Sunday, October 13, 2013

An hourglass filled with ovaries

I went to a South Asian supermarket here in Austin and saw this poster. I found it ridiculous and showed it to my mum pointing out how the submissive daughter-in-law shindig (responsible for household cooking) is so outdated especially here in America, to which she responded – this is still the way in that culture.

It isn’t that my mum doesn’t believe in women’s rights or equal rights. She is the one that instilled in me my feminist values. But for her, equal rights comes after you fulfill your societal duties. And that is marriage and children. This would be fine if it were the same for men. Men are never made to feel incomplete because they don’t have a wife or because they don’t have kids. They are never asked the question “don’t you want to have kids?” Never. I have two brothers, I know.

I think often many people (particularly males) might think that we are being paranoid that the world is out to get us. But it is hard not to think that when in society we still don’t have full control over our bodies, we don’t have control over the way we are perceived as a woman in the workplace, we don’t have control over the way we are judged for being assaulted as a way to explain the assault. This is not just a South Asian thing. I have many girlfriends in the legal community who told me that when they went for their first job after law school, employers tried to sell their firms by telling them about their great parental leave plans. The then 23 year olds were shocked it was assumed that in 5 years time they would inevitably be ‘taking a break from their careers’ and the lovely employers would be very understanding about that. No one every questions whether a man gets somewhere purely on merit. It is assumed that if it is a man, it must have been on merit. I want that for myself.

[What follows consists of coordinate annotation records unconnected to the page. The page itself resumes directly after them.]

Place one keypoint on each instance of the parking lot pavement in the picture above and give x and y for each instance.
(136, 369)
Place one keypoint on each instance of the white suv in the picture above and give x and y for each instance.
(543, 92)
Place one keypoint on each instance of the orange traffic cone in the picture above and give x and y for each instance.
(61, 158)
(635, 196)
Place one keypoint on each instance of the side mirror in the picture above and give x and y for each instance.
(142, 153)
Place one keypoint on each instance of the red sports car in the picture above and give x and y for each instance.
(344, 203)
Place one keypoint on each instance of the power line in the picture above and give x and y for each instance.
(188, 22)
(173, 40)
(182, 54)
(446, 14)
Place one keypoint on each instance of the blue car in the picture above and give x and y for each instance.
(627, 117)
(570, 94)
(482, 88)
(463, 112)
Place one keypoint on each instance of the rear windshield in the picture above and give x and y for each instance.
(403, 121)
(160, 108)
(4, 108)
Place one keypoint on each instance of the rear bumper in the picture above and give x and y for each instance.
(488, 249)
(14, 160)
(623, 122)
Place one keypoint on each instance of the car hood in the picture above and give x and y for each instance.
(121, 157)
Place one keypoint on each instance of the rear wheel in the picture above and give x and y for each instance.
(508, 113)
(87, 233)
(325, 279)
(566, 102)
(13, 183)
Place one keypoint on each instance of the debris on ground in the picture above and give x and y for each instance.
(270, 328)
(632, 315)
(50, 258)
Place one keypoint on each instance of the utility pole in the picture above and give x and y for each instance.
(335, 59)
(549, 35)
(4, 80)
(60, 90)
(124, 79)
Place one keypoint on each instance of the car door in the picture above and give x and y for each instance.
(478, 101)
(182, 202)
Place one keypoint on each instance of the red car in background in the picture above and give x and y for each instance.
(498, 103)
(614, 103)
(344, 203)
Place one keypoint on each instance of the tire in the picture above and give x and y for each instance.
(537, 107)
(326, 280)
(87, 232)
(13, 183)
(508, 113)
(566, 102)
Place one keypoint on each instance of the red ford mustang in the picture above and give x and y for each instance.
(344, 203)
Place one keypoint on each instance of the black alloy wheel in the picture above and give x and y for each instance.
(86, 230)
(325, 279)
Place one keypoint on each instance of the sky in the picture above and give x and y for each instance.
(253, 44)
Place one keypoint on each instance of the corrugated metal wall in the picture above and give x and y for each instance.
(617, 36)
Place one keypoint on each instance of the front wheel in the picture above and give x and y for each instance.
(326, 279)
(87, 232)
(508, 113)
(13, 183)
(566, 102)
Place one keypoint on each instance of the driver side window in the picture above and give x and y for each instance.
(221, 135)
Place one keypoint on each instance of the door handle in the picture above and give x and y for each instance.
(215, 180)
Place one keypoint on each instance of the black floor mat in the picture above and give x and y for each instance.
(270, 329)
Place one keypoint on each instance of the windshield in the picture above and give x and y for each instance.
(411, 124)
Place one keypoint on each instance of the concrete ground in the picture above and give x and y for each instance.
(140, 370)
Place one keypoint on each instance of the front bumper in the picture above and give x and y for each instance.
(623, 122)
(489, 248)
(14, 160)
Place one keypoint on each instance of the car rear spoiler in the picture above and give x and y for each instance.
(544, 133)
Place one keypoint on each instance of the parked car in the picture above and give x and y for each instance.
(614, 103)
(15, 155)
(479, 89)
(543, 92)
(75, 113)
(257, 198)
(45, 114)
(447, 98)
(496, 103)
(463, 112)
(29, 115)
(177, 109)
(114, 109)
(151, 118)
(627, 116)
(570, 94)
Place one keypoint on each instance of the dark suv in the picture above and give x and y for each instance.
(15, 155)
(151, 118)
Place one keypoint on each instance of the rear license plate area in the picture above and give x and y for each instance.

I face implicit and explicit comments everyday about what I can do to be more marriageable. It is always if only you were a bit fairer, a bit taller, a bit slimmer. My mum sometimes say, ‘pretend to not be so opinionated’, ‘men don’t like women who think so much about stuff’. Incidentally my mother is one of the most opinionated women I know. My conversations with my Pākehā friends tells me that they face the same pressures, it's just in a different form. Perhaps slightly more subtle. Well, perhaps not so subtle because if you look at adverts on western tv, it is predominantly and sometimes exclusively women who are selling cleaning products, food, diapers (anything related to babies)! It is not just the South Asian way. 

I can’t help having opinions and I can’t help it if they happen to be feminist. I can’t help it if I don’t believe that a woman’s only place is in the kitchen. I am a person. I am not breeding machine. I have dreams about travelling and working and learning another language among a whole bucket list of stuff that has nothing to do with marriage and children. I don’t have dreams about running a household but there are many days that I wish I did. I really truly wish that I believed in knights in shining armors, and babies, and everlasting love with a man. I don’t. People fall out of love, people cheat, children are expensive, and they don’t grow up the way you want to. Maybe someone will one day change my mind on that but until then I can’t be a person that is always trying to outrun the mythical biological clock in the form of an hourglass filled with ovaries.